Ally Keegan: I like what you said earlier about trying to find the “one detail” or the emotional core of the story. That’s part of what really works about the story. There are little things that really stuck out to me. The last line – “She wished that she had asked her husband for a hot cocoa.”– I love that. That’s perfect, it really sums up how she sees her life. How do you decide what makes it into the story?


C.C. Apap: Sometimes I think it’s fundamentally idiosyncratic. For me it’s that edict to grasp at something that is true, or that feels true to me. For Alex to have this moment at the end where she’s recognizing the shape of her life…for me, it felt exactly right that she would lean into a moment where she thinks, “Gosh, maybe I should have asked for this one thing.” It’s also representative of this mundane day-to-day life that she has kind of resigned herself to.


Ally Keegan: When you’re creating characters, do you work on the character work before you start writing, or as you go along?

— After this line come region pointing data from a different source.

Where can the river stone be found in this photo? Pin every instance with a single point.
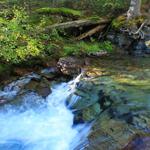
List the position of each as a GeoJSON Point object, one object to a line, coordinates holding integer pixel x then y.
{"type": "Point", "coordinates": [42, 87]}
{"type": "Point", "coordinates": [70, 65]}
{"type": "Point", "coordinates": [50, 73]}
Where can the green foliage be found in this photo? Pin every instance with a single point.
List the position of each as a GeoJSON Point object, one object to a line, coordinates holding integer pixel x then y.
{"type": "Point", "coordinates": [18, 40]}
{"type": "Point", "coordinates": [107, 6]}
{"type": "Point", "coordinates": [61, 11]}
{"type": "Point", "coordinates": [81, 48]}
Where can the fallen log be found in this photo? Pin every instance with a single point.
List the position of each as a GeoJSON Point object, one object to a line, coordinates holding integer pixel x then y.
{"type": "Point", "coordinates": [91, 32]}
{"type": "Point", "coordinates": [77, 23]}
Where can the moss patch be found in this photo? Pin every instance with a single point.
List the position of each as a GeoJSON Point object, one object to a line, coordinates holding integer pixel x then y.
{"type": "Point", "coordinates": [121, 21]}
{"type": "Point", "coordinates": [62, 11]}
{"type": "Point", "coordinates": [81, 48]}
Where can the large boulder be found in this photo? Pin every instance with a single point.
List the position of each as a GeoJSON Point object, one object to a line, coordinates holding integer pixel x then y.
{"type": "Point", "coordinates": [70, 65]}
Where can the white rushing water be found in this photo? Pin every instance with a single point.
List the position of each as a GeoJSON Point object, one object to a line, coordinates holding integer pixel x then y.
{"type": "Point", "coordinates": [47, 126]}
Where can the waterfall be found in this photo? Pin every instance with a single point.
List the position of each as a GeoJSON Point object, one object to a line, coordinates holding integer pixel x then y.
{"type": "Point", "coordinates": [40, 124]}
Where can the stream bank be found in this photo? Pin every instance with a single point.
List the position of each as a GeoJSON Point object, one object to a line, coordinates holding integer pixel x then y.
{"type": "Point", "coordinates": [112, 91]}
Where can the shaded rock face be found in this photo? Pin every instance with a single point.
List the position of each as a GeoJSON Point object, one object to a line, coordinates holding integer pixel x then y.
{"type": "Point", "coordinates": [139, 143]}
{"type": "Point", "coordinates": [133, 45]}
{"type": "Point", "coordinates": [70, 65]}
{"type": "Point", "coordinates": [118, 105]}
{"type": "Point", "coordinates": [41, 87]}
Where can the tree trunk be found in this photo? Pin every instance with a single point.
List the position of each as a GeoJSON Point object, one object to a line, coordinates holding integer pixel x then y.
{"type": "Point", "coordinates": [134, 9]}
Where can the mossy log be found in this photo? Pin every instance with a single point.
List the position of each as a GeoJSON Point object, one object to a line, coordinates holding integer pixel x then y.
{"type": "Point", "coordinates": [78, 23]}
{"type": "Point", "coordinates": [91, 32]}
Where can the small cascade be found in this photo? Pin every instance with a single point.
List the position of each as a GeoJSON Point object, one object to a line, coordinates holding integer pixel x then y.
{"type": "Point", "coordinates": [12, 89]}
{"type": "Point", "coordinates": [47, 126]}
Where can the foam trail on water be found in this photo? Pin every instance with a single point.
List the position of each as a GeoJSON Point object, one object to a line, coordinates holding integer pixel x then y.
{"type": "Point", "coordinates": [47, 126]}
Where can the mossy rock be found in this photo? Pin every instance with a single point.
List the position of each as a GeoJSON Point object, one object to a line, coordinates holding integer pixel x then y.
{"type": "Point", "coordinates": [122, 21]}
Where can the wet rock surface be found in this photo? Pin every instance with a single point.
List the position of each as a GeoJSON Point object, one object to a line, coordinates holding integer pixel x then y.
{"type": "Point", "coordinates": [136, 46]}
{"type": "Point", "coordinates": [118, 104]}
{"type": "Point", "coordinates": [113, 94]}
{"type": "Point", "coordinates": [70, 65]}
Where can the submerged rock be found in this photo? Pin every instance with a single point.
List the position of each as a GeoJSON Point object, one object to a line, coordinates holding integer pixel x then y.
{"type": "Point", "coordinates": [41, 87]}
{"type": "Point", "coordinates": [70, 65]}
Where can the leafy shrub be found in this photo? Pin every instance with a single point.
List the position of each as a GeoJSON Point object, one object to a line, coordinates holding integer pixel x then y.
{"type": "Point", "coordinates": [86, 48]}
{"type": "Point", "coordinates": [18, 40]}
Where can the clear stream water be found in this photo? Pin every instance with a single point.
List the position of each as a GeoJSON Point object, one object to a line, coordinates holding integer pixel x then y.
{"type": "Point", "coordinates": [39, 124]}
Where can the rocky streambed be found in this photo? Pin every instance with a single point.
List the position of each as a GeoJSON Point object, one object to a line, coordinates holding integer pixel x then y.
{"type": "Point", "coordinates": [112, 95]}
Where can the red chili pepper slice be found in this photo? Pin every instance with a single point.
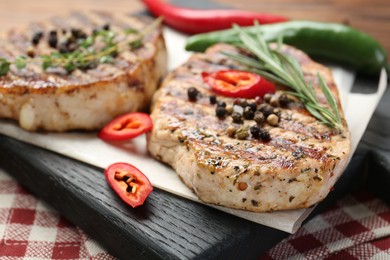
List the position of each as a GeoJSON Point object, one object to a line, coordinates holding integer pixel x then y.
{"type": "Point", "coordinates": [132, 186]}
{"type": "Point", "coordinates": [199, 21]}
{"type": "Point", "coordinates": [126, 127]}
{"type": "Point", "coordinates": [236, 83]}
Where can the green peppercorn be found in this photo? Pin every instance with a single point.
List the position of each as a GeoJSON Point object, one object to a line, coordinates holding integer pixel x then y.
{"type": "Point", "coordinates": [264, 135]}
{"type": "Point", "coordinates": [266, 109]}
{"type": "Point", "coordinates": [242, 133]}
{"type": "Point", "coordinates": [36, 37]}
{"type": "Point", "coordinates": [253, 106]}
{"type": "Point", "coordinates": [284, 100]}
{"type": "Point", "coordinates": [106, 27]}
{"type": "Point", "coordinates": [192, 93]}
{"type": "Point", "coordinates": [248, 113]}
{"type": "Point", "coordinates": [267, 97]}
{"type": "Point", "coordinates": [237, 118]}
{"type": "Point", "coordinates": [213, 99]}
{"type": "Point", "coordinates": [274, 101]}
{"type": "Point", "coordinates": [229, 109]}
{"type": "Point", "coordinates": [259, 117]}
{"type": "Point", "coordinates": [220, 112]}
{"type": "Point", "coordinates": [53, 40]}
{"type": "Point", "coordinates": [231, 131]}
{"type": "Point", "coordinates": [30, 51]}
{"type": "Point", "coordinates": [273, 119]}
{"type": "Point", "coordinates": [221, 104]}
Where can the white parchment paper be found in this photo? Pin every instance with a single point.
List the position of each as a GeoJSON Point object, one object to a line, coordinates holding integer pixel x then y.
{"type": "Point", "coordinates": [88, 148]}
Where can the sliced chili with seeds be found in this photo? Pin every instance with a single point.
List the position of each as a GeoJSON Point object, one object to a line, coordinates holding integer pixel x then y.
{"type": "Point", "coordinates": [126, 127]}
{"type": "Point", "coordinates": [131, 185]}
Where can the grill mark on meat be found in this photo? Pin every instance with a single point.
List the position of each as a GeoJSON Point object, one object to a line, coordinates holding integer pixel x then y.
{"type": "Point", "coordinates": [295, 169]}
{"type": "Point", "coordinates": [82, 99]}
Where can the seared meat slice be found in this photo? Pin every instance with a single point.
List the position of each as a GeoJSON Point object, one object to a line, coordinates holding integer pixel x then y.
{"type": "Point", "coordinates": [84, 99]}
{"type": "Point", "coordinates": [295, 167]}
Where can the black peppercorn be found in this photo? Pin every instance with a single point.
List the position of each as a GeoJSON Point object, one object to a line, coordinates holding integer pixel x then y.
{"type": "Point", "coordinates": [255, 131]}
{"type": "Point", "coordinates": [248, 113]}
{"type": "Point", "coordinates": [192, 93]}
{"type": "Point", "coordinates": [264, 135]}
{"type": "Point", "coordinates": [53, 41]}
{"type": "Point", "coordinates": [37, 37]}
{"type": "Point", "coordinates": [213, 100]}
{"type": "Point", "coordinates": [220, 112]}
{"type": "Point", "coordinates": [237, 118]}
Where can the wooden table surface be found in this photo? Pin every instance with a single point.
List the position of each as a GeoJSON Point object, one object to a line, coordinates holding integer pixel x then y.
{"type": "Point", "coordinates": [371, 16]}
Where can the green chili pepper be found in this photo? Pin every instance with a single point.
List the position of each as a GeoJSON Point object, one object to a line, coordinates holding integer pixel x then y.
{"type": "Point", "coordinates": [329, 41]}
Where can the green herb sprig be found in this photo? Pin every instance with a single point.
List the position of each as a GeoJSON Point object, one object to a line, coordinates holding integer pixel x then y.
{"type": "Point", "coordinates": [283, 69]}
{"type": "Point", "coordinates": [85, 56]}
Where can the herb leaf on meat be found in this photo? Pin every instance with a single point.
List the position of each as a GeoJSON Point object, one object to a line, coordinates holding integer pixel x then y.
{"type": "Point", "coordinates": [283, 69]}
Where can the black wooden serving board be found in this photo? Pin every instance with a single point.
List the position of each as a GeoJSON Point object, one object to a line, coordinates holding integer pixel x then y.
{"type": "Point", "coordinates": [167, 226]}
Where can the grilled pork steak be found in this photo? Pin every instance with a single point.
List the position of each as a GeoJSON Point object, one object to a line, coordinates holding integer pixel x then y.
{"type": "Point", "coordinates": [292, 163]}
{"type": "Point", "coordinates": [84, 99]}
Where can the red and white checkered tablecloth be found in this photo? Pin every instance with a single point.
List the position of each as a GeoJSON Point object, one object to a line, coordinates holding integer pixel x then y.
{"type": "Point", "coordinates": [30, 229]}
{"type": "Point", "coordinates": [356, 227]}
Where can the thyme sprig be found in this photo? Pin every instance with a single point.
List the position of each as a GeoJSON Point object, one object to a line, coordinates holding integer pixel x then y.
{"type": "Point", "coordinates": [283, 69]}
{"type": "Point", "coordinates": [85, 56]}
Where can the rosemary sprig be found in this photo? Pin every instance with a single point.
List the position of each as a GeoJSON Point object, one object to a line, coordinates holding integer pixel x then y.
{"type": "Point", "coordinates": [85, 56]}
{"type": "Point", "coordinates": [283, 69]}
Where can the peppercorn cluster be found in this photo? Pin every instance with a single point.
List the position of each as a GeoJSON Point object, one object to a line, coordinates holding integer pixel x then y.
{"type": "Point", "coordinates": [65, 41]}
{"type": "Point", "coordinates": [262, 111]}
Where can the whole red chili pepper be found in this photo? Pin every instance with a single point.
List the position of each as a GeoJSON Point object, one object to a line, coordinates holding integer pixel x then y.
{"type": "Point", "coordinates": [194, 21]}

C.C. Apap: I think in some ways the core perspective of any story doesn’t usually change a whole lot for me. Unless I have a realization mid-story that I haven’t focused on a character, maybe I need to tell the story from another character’s perspective. But mostly the story emerges out of that perspective. So for Alex especially, her character emerged from the details of someone who both enjoyed the abandon of being in someone else’s house, but didn’t really want to engage with people. She didn’t want that engagement that came with being in an apartment, in the extra room of an occupied home. For me I tried to explore the  kinds of things Alex would focus on if one was trying to avoid human contact, like the water stain on the ceiling. Those things that can occupy your attention without having to focus on another person. In other stories I’ve written it’s been a different challenge, it’s been a first-person story trying to find their voice…so finding that voice is always the first step in finding the character. If I do it right, the story emerges. If not, the story usually gets tabled and I come back to it in a few years and work it from a different perspective.






 

Writer C.C. Apap
C.C. Apap

C.C. Apap grew up in the kind of Detroit suburb that had a functioning farm just over the back fence. His writing has been featured or is forthcoming in Belt Magazine, Alba, The Thimble Literary Magazine, Roi Fainéant, The Hooghly Review, and Ghost City Review.


Ally Keegan

Ally Keegan is twenty-three years old and lives in Cork. She studied English at University College Cork before going on to do a masters in Creative Writing in Trinity College Dublin. Ally primarily writes short stories but has ideas of a novel for the hopefully-not-too-distant future. As well as reading and writing, she enjoys listening to music, rewatching the same four TV shows and drinking way too much tea and coffee.